Review: “Fall of the Cities: Planting the Orchard”, Vance Huxley

Pros: Love the characters!
Cons: Would have liked a little more explanation or background
Rating: 4 out of 5

I enjoy a good book of apocalyptic/survivalist fiction now and then. Fall of the Cities: Planting the Orchard, by Vance Huxley, is the first one I’ve read that takes place in Britain rather than in America. Somebody has destroyed oil refineries throughout a large portion of the world, leading to quite a few shortages. Harry Miller, an army pay clerk, has just come back from Kuwait, where he had to overcome a block against shooting at actual people in order to save his comrades. The army has been brought back to quell riots all across England. Once they’ve all returned, the government determines that there are too many of them, and suggests early retirement. Harry heads off to help his sister and her kids. Unfortunately by the time he gets there, no one is allowed to leave the city. Harry ends up trying to pull Sharyn and her neighbors together so they can survive the riots and looting.


There are a few fascinating differences between American survivalist fiction and this picture of British post-apocalyptic survivalism. For one, every American tale I’ve come across so far immediately assumes that cash is worthless the moment things go to Hell. In Fall of the Cities: Planting the Orchard, cash is still used as a viable type of currency. Even credit cards are still in use–although as one person noted in the narrative, that didn’t make any sense seeing as phones were only working for local calls. (Huxley never did explain this.) In fact, given how much still seemed to be working, I had a little trouble figuring out why the rioting was so incredibly severe. I would have liked a little more background on that. I’m also surprised that the city retains electric power through everything.

Another difference is that our group of survivors, once they decide to move on before the rioters get to them, move into a neighborhood and engage in a friendly dialogue about whether there’s room for them and whether they’re welcome or not. There are weapons, of course, but not nearly as much threat and paranoia as you’d see in almost any American version. It’s really nice to see people coming to agreements and helping each other in a tale like this. Also, the army isn’t turned into a monolithic bad guy the way it often is in other apocalypse survival books.

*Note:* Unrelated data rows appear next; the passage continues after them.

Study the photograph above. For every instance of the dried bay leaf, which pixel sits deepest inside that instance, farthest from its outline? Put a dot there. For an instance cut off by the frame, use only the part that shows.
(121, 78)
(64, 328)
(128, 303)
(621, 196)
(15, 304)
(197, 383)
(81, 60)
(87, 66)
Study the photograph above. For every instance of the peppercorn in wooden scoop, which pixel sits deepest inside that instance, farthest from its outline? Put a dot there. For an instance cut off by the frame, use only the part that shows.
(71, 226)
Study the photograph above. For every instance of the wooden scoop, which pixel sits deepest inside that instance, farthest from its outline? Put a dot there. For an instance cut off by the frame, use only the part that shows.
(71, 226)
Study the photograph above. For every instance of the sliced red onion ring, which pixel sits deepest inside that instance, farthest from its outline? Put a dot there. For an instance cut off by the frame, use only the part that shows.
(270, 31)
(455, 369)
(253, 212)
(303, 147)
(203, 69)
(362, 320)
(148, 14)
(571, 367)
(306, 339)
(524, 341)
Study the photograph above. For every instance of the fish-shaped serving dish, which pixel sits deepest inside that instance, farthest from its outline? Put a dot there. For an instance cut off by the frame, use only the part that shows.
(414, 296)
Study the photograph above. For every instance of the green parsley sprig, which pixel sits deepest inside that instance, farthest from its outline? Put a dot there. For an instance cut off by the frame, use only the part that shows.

Harry is a wonderful character, as are those around him. There’s plenty of personality given to the main characters and even many of the side characters. They develop in-jokes and teasing and all the things you expect from a reasonably-sized community of inadvertent friends. The organized looters/rioters are relatively thin on personality, but we generally see them in context as a mass entity, rather than individuals. In this tale that made sense.

I love that Harry and the others found ways to develop a good relationship with the Army as long as they obeyed a few restrictions. It certainly helped later on. There are also great details such as Harry going out and finding brewers who were afraid of getting robbed or drafted by a mob, and convincing them to come on board with their little neighborhood, making them one of the only places with beer!

There’s plenty of action, and Harry goes through several more rounds of learning to get over things like his fear of leadership, or his distaste for having to harm people. I like that he does it without becoming paranoid and super-violent.

Be aware that there are some very dark things in this narrative. They mostly aren’t shoved into your face and certainly aren’t used for titillation, but it’s easy to see that there are some terrible things going on.

One of the interesting points raised is that of figuring out at what point are you simply trying to survive and doing what you have to, versus when you become a looter and thief. The author doesn’t try to force his definition on us–we get to see his characters bit-by-bit trying to come to terms with what they do and don’t have to do.

I absolutely recommend this book, and look forward to the sequel coming out soon!